Crystal Palace aims to accelerate microsystem innovation by addressing a growing challenge: the ability to reliably grow the high-quality crystals that underpin advanced materials.
These crystalline structures, defined by precise, repeating atomic arrangements, are essential to the performance of technologies ranging from radar and communications systems to autonomous platforms. While artificial intelligence and machine learning now enable the design of increasingly complex materials with strong defense and commercial potential, many of these materials have never been successfully grown as uniform single crystals over a large scale. Existing tools struggle to produce such materials at the size, quality, and consistency required for practical use, slowing the transition from discovery to real-world application.
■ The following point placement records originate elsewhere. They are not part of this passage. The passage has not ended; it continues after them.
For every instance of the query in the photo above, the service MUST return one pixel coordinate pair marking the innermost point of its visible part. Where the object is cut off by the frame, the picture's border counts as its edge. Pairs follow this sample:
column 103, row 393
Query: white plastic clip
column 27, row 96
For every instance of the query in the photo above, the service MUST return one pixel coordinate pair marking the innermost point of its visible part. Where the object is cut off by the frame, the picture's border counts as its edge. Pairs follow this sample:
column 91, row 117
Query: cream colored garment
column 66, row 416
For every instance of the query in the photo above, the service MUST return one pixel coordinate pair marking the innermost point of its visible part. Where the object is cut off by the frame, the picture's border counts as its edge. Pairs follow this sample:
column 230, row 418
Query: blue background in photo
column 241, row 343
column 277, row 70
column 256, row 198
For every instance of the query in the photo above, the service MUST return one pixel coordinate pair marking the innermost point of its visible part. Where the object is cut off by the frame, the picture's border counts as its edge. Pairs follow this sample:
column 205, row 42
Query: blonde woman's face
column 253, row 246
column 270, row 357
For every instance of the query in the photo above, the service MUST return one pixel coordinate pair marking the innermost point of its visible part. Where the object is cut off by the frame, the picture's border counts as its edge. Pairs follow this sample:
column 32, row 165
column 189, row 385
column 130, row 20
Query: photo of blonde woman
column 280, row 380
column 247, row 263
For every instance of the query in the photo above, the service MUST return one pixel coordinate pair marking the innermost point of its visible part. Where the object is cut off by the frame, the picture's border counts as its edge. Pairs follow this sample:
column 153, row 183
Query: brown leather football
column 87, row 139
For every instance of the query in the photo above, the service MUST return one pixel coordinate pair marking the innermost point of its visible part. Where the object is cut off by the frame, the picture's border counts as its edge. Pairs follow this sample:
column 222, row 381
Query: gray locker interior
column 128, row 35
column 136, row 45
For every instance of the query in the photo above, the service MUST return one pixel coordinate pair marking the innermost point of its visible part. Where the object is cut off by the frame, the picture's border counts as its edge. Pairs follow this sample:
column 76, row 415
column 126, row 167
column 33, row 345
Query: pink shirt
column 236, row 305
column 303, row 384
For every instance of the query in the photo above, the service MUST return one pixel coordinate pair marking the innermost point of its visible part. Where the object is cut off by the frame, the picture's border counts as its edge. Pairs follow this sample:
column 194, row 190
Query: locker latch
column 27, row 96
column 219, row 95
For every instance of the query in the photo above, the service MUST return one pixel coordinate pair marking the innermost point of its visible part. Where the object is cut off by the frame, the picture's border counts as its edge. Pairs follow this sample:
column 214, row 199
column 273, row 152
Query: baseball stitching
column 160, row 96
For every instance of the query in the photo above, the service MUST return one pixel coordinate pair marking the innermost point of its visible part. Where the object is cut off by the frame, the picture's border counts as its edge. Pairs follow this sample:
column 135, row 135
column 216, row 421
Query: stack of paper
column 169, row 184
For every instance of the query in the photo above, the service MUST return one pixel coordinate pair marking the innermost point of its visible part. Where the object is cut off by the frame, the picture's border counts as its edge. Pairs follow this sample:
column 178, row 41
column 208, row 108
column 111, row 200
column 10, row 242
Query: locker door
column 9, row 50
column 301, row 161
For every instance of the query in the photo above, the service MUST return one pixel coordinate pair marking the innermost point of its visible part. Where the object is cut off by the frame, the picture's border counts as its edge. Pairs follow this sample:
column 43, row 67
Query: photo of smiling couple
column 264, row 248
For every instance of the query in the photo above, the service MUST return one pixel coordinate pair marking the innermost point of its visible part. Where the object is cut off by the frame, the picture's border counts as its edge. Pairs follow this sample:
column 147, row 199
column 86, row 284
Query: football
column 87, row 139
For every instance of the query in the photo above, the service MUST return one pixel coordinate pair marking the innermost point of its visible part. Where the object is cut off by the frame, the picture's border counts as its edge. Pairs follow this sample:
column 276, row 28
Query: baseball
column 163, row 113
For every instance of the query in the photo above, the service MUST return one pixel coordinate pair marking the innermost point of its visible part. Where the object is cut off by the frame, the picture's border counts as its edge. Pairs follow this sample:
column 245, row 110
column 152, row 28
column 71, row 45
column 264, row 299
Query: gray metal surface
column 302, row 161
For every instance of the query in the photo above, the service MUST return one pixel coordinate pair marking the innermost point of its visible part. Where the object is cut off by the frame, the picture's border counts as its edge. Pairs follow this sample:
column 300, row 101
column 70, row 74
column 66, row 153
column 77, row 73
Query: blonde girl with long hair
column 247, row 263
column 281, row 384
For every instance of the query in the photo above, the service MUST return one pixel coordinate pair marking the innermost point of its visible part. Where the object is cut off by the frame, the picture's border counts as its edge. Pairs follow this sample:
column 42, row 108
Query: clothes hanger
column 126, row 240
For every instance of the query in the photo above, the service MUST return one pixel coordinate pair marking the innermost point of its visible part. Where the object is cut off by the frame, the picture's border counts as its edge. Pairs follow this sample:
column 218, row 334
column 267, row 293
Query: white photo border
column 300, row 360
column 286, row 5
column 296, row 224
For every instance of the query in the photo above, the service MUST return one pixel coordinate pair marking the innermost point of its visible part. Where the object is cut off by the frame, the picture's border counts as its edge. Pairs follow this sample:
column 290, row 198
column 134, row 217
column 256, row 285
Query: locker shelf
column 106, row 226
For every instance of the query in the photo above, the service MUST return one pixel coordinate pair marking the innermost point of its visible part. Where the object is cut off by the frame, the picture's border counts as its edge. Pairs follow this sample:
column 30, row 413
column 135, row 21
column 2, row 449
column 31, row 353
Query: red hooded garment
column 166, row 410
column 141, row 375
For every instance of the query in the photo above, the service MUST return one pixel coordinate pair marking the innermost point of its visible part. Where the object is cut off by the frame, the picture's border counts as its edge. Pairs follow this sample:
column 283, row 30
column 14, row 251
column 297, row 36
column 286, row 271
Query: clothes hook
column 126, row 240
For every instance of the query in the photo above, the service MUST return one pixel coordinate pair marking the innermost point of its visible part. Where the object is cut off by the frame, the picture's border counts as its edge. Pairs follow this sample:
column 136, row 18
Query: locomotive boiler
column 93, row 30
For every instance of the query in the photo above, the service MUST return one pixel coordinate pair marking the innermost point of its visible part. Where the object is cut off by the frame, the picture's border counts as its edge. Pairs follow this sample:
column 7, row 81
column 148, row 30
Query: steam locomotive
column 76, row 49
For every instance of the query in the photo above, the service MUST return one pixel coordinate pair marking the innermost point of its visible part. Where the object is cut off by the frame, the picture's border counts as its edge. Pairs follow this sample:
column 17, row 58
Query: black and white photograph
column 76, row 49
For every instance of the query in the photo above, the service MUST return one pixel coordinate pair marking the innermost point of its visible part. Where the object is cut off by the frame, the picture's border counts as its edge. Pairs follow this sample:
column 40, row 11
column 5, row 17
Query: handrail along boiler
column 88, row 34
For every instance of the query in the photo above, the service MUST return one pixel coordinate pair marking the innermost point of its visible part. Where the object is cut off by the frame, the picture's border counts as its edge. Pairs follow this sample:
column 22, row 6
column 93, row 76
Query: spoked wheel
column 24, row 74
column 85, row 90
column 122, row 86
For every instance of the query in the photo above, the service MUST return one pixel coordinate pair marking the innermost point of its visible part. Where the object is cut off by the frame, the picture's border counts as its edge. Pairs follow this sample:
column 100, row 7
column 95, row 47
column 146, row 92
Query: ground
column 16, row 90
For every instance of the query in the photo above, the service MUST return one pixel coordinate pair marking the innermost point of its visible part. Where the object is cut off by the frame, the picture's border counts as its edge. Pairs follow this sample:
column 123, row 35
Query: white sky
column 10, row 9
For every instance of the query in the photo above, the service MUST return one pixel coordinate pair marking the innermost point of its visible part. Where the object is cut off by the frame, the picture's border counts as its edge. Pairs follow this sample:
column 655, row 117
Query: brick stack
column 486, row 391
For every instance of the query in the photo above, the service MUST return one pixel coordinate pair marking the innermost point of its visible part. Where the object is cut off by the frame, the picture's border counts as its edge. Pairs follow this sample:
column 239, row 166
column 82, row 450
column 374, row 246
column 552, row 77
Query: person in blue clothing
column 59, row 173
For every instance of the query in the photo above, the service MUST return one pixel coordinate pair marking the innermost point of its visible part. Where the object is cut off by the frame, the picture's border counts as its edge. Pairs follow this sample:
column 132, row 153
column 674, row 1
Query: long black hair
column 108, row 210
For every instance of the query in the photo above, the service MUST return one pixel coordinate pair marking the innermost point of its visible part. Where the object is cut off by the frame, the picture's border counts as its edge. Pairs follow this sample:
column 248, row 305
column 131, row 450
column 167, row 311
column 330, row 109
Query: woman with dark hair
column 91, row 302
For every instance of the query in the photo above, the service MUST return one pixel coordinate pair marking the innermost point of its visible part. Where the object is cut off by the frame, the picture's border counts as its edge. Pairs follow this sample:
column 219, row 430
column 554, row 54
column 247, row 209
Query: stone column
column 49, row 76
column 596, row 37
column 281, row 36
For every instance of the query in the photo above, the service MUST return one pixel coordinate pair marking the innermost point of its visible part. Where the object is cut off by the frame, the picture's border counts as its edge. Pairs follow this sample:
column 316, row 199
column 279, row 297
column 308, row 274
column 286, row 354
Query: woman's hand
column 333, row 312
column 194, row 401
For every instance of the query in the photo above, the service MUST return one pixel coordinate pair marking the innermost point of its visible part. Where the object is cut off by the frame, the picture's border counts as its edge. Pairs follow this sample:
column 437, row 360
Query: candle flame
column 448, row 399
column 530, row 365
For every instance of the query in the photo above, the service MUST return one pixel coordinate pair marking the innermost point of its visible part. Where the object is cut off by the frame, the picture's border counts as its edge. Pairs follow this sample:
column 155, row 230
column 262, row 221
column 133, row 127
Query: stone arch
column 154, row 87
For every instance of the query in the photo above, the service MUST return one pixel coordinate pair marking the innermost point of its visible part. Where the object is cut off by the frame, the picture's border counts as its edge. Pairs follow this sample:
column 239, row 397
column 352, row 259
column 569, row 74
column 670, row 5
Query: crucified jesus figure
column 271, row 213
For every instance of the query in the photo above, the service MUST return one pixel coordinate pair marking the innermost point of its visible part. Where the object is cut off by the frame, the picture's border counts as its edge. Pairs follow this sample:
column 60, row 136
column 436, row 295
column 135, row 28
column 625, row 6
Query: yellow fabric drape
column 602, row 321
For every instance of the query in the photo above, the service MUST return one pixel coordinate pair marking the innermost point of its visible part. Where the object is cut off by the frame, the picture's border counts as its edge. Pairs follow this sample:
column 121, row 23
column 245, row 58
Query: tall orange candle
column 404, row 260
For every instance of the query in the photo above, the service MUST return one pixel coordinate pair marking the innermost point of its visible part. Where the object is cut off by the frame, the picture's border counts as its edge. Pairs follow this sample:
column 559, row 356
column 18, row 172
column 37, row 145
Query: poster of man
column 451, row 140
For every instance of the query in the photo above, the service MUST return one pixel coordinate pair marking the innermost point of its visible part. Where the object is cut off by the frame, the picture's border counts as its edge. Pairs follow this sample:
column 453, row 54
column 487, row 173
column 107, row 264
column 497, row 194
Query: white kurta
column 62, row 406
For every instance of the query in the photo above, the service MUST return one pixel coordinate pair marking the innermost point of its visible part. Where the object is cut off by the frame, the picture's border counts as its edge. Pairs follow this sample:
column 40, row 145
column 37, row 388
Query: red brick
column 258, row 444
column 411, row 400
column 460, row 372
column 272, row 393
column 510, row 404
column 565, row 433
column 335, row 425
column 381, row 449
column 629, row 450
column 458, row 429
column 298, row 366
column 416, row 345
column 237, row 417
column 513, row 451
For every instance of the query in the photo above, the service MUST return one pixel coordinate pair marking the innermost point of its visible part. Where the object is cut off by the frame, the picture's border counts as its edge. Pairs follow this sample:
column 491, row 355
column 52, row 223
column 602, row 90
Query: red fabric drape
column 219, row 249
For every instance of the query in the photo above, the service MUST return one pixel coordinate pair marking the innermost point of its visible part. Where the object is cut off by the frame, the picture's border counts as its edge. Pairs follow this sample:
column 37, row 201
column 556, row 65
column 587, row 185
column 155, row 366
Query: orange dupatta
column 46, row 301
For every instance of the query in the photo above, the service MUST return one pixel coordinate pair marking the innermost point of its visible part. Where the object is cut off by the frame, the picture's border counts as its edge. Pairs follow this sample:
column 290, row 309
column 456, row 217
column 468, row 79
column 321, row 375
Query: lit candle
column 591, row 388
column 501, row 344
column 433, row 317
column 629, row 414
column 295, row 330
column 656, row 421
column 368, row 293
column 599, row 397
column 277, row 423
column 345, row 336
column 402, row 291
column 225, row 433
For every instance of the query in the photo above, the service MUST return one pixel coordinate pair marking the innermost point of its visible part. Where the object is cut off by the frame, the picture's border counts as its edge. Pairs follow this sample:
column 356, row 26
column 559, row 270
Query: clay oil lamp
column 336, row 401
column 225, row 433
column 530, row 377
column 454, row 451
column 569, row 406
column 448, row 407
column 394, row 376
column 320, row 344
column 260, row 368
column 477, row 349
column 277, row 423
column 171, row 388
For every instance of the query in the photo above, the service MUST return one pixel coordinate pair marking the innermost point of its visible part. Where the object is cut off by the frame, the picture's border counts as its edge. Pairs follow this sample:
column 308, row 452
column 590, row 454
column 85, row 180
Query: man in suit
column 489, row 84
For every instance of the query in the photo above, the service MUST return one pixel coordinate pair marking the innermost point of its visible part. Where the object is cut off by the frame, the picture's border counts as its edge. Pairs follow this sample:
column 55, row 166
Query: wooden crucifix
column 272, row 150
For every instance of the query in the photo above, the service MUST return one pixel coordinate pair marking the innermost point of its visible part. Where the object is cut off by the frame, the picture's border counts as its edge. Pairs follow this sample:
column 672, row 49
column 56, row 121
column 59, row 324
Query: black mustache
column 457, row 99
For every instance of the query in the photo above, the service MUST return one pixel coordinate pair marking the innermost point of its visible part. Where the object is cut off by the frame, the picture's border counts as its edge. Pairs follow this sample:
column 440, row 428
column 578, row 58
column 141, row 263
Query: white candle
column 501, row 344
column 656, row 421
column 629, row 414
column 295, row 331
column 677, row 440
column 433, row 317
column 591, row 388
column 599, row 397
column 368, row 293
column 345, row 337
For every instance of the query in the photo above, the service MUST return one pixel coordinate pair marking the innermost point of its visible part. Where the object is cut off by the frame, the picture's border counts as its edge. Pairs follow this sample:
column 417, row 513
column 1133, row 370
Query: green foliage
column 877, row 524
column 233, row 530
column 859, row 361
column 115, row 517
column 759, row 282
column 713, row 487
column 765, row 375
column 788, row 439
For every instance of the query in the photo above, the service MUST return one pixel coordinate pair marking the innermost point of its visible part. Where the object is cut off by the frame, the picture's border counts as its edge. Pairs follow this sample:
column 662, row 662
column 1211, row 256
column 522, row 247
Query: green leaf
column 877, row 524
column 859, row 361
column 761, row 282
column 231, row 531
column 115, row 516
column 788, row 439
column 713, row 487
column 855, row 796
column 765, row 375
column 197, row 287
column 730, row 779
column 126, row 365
Crystal Palace aims to bridge the gap between material design and use by developing fundamentally new tools and techniques that enable local, precise, and generalizable control of material growth, allowing complex inorganic materials to be synthesized as uniform single crystals directly on microsystem-relevant substrates.
Over a 36-month effort, performers will first demonstrate scalable control of composition and crystal structure for a single complex material, then prove the generality of their approach by rapidly producing multiple, increasingly complex materials with breakthrough properties. By aligning advances in material growth capabilities with the accelerating pace of AI-driven materials design, Crystal Palace aims to lay a foundation for faster microsystem innovation and strengthen the U.S. technology base for future Department of War needs.
Researchers interested in learning more about Crystal Palace and/or submitting a proposal are encouraged to review the program solicitation on SAM.gov and the Crystal Palace Proposers Day video replay.
Please note that proposer abstracts (strongly encouraged but not required) are due Dec. 19, 2025. A subsequent notice of intent to propose is required by Jan. 16, 2026, with full proposals due Jan. 30, 2026.